Extended warranties may be particularly easy to acquire in a negotiation. In most cases, Consumer Reports doesn't recommend that you pay for one, but there's nothing wrong with getting one free. Karen Jaffe, a manager in Consumer Reports’ survey research department, says: “We found that more than 70 percent of shoppers who negotiated for a free warranty or warranty extension at an independent retailer were successful."

More Survey Takeaways

  • Websites as a whole scored significantly higher than walk-in stores in categories such as ease of checkout, product quality, selection, customer support, and price—with BHPhotovideo.com and Crutchfield.com leading the pack in overall satisfaction.
  • Consumers, though, haven’t given up on walk-in retailers—almost 60 percent of the electronics purchases in our survey were made at these stores, and customers were very satisfied with the experience overall. In general, the best walk-in stores scored about as well as the top websites.
  • BHPhotovideo.com and Crutchfield.com are among the highest-rated online electronic retailers. Both received top marks in all the categories. Adorama.com and Amazon.com, with reader scores of 94 out of 100, also received high marks in all categories.
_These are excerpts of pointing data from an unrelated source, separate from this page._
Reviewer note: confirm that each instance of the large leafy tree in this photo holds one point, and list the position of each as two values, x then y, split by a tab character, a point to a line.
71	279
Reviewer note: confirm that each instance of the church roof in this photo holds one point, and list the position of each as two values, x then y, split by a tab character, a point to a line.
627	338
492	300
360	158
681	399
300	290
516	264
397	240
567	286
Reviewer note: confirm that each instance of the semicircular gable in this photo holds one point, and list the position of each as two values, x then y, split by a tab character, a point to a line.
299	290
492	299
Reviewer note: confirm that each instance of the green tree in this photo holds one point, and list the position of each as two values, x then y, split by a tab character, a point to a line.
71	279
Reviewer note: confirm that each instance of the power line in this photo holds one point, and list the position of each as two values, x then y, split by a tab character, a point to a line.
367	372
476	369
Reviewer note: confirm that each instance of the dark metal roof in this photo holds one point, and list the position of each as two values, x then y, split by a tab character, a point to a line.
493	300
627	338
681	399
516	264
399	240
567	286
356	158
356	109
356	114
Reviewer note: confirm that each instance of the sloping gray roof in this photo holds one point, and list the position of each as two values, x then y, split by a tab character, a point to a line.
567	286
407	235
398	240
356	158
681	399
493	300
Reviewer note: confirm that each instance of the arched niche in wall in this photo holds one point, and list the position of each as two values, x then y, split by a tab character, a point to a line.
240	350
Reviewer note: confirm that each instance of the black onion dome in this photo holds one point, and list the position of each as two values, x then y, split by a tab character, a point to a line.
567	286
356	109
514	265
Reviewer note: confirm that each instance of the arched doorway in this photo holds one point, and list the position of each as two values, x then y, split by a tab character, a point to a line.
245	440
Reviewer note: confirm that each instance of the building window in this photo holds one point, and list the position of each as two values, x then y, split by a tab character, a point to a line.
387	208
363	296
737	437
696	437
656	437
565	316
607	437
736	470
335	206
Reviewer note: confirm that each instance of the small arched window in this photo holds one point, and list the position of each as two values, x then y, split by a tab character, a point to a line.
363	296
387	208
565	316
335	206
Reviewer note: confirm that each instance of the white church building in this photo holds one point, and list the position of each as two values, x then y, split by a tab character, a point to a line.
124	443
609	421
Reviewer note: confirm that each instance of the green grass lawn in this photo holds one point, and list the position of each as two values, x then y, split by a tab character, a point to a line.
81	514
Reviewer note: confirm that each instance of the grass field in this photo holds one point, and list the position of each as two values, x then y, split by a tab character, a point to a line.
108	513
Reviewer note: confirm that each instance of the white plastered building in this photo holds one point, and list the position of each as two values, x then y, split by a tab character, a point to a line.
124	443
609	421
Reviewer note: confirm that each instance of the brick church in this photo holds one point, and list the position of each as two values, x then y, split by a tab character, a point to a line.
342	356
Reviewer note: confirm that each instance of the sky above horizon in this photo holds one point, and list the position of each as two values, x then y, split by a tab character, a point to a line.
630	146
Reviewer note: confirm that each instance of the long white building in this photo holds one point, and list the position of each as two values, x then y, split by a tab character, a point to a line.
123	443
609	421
  • Apple.com was also near the top of the Ratings, with high scores in product quality and customer service, but received a below-average rating for price and only an average rating for selection. Dell.com and Lenovo.com are among the lowest-rated online stores in the survey, recording average scores in each category.
  • Abt Electronics and Appliances, B&H Photo, Navy Exchange, and Nebraska Furniture Mart are among the highest-rated walk-in retailers for overall customer satisfaction. In fact, all four received high marks for product quality, customer service, price, selection, and checkout ease.
  • Walmart and Kmart are among the lowest-rated walk-in retailers, earning low to average marks across the board. Fry’s Electronics received mixed ratings.